From Natural, to Artisanal to Clean. We know that there are large group of specific customers that value uncomplicated simplicity when choosing to purchase foods. They demand transparency, and it seems that they just want their products to be honest. Straightforward eating choices very often bring about the theory of better health.
Our team at SNI have gradually witnessed this target audience grow to proportions bigger than we imagined—and we don’t predict that it will slow soon. These thoughts are not to be confused with current the clean eating diet fad, rather the consumer behavior theory surrounding the choices of avoiding refined foods and complicated ingredient lists. Is this all part of a temporary movement? Or has this demand always existed and re-emerged using new terms each time?
Where to begin
In an attempt to wrap our heads around the big picture, it’s probably best to look at a history of what consumers have wanted from their food over time—and why. TLDR? Jump to the conclusion, sometimes we all can be impatient.
Maybe not easy-as-pie but cities and metropolitan areas are beginning to grow. So this is a big milestone for food manufacturing. As social status and class developed: it was considered that if you were able to eat a lot, this meant that you were fortunate and well-to-do.
At the same time, innovative doctors and chemists theorized that lack of nutrients can make you sick. This was also the age of inventing convenience: the first packed tuna, the first chocolate bar, processed cheese and the first Jell-O.
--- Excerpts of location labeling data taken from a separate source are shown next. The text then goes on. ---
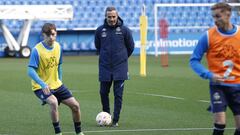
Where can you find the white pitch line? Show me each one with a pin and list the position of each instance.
(146, 130)
(204, 101)
(157, 95)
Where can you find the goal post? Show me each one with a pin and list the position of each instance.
(185, 18)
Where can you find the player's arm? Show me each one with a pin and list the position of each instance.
(195, 60)
(129, 42)
(60, 66)
(32, 73)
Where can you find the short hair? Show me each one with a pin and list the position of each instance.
(222, 5)
(110, 8)
(47, 27)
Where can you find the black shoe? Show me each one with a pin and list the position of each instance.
(114, 124)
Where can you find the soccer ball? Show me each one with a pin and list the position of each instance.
(103, 119)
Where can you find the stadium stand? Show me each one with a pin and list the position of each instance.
(89, 13)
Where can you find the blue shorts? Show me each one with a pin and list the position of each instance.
(60, 93)
(223, 96)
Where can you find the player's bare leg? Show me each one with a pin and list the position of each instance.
(73, 104)
(53, 103)
(219, 123)
(237, 124)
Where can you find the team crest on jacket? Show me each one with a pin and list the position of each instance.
(118, 30)
(104, 34)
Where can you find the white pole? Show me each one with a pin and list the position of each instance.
(156, 30)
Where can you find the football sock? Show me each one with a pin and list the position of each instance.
(218, 129)
(237, 132)
(77, 126)
(56, 127)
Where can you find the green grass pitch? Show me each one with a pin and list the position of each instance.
(168, 101)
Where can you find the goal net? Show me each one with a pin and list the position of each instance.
(184, 24)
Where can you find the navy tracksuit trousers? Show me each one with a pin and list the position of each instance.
(118, 86)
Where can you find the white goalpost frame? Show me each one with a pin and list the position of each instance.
(156, 27)
(29, 13)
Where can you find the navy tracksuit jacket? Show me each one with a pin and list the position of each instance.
(114, 45)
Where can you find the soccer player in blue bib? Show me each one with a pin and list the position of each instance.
(45, 70)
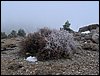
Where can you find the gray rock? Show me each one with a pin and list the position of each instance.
(90, 46)
(88, 28)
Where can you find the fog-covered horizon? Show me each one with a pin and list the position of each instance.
(32, 15)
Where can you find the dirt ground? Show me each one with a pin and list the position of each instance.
(83, 63)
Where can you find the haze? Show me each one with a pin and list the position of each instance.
(32, 15)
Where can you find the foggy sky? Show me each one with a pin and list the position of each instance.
(32, 15)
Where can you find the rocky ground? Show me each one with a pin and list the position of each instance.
(85, 62)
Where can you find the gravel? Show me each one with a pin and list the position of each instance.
(84, 63)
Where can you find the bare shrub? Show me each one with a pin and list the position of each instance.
(49, 44)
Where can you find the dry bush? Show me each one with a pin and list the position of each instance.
(49, 44)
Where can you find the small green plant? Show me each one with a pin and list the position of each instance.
(21, 32)
(12, 34)
(3, 35)
(66, 26)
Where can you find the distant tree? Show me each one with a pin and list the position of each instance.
(12, 34)
(66, 26)
(3, 35)
(21, 32)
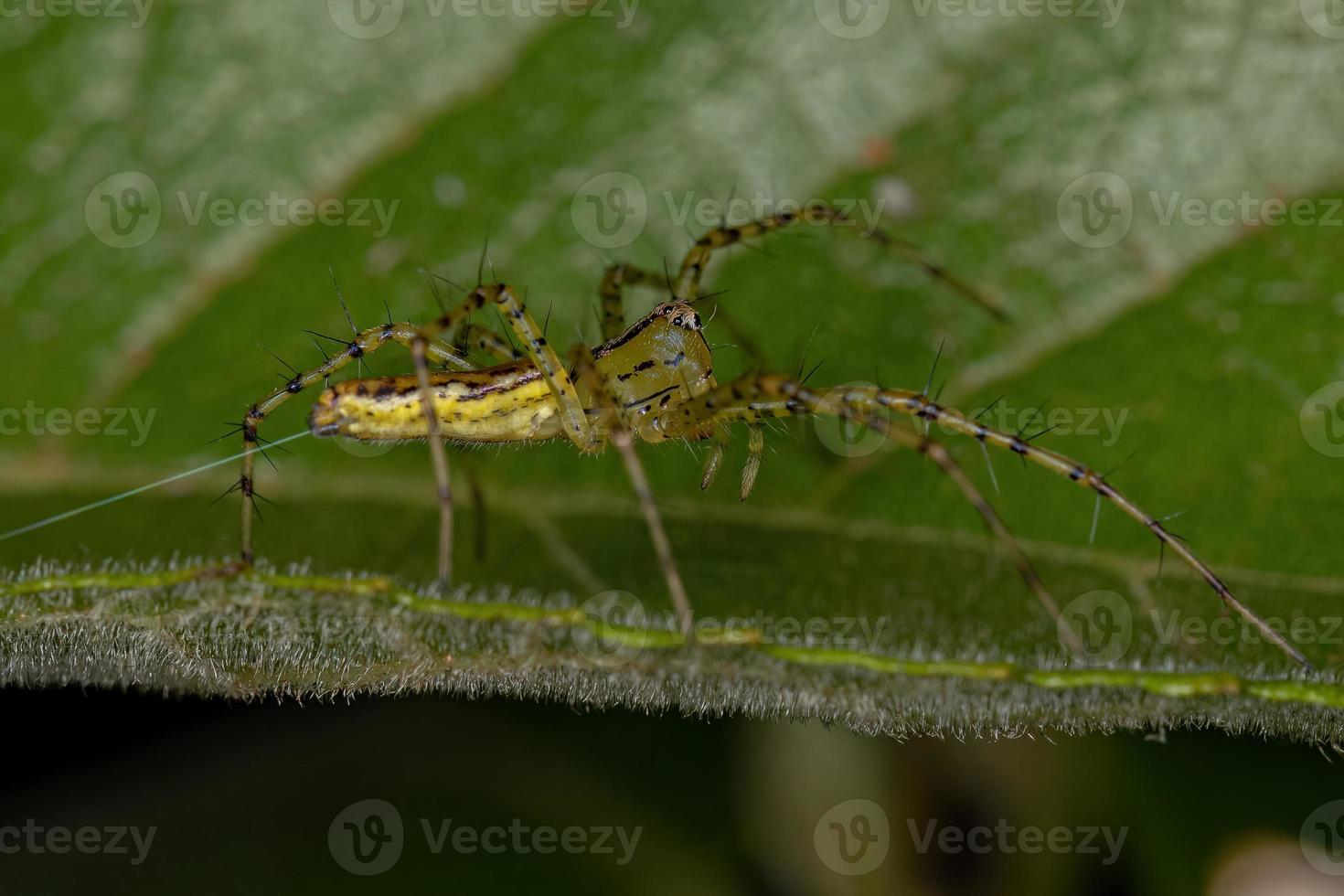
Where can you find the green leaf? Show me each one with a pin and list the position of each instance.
(1195, 344)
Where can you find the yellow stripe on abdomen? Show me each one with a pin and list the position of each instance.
(508, 403)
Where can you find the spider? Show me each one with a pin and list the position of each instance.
(649, 382)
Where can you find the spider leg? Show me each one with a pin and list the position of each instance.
(687, 288)
(929, 448)
(755, 448)
(613, 305)
(362, 344)
(618, 429)
(760, 397)
(440, 458)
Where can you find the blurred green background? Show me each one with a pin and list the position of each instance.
(1062, 159)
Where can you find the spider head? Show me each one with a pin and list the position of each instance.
(679, 315)
(660, 359)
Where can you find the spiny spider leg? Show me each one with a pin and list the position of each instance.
(614, 423)
(758, 397)
(613, 304)
(692, 266)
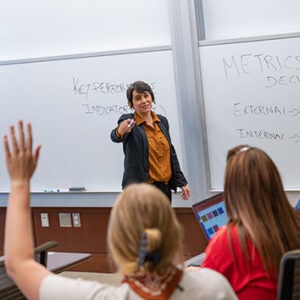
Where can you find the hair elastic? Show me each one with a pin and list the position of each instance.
(144, 255)
(243, 149)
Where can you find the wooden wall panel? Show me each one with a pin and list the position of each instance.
(91, 236)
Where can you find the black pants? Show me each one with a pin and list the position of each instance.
(164, 188)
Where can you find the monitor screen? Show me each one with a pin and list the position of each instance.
(211, 214)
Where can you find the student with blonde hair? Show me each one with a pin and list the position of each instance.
(143, 234)
(262, 225)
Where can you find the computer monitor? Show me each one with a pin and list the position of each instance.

Mom seemed to make all the food purchasing decisions, and food manufacturers and marketers were eager to use technology to provide a longer shelf-life in foods. WWI sprouted a new awareness on appropriate nutrition for soldiers, and this led to the concept of fortifying foods and making them portable.
The war is over, stock market is up, and consumers have more money to spend. More than before, convenient nibbles stole the limelight. Food innovation created some of it’s most helpful technologies. Prepackaged meats, potato-peeling machines, flash-freezing pre-cooked foods, commercial baby foods, biscuit mixes—and of course—pre-sliced bread. The crash of the stock market in 1929 and the Great Depression that followed effected mom’s food budget and foods needed to last longer than before. Inexpensive one-pot meals from scratch were stretched to fill her families bellies.
A significant vestige in food marketing also began: the first home television was introduced—which also framed the basis of marketing foods through television commercials, providing some of our much-loved household excitement and expanded consumer demand for competition in the food industry. One has to wonder if the onset of meal and snack marketing created the spark of general skepticism around science and food, or if future generations look back at this era as the turning-point in what drives them to choose cleaner food options.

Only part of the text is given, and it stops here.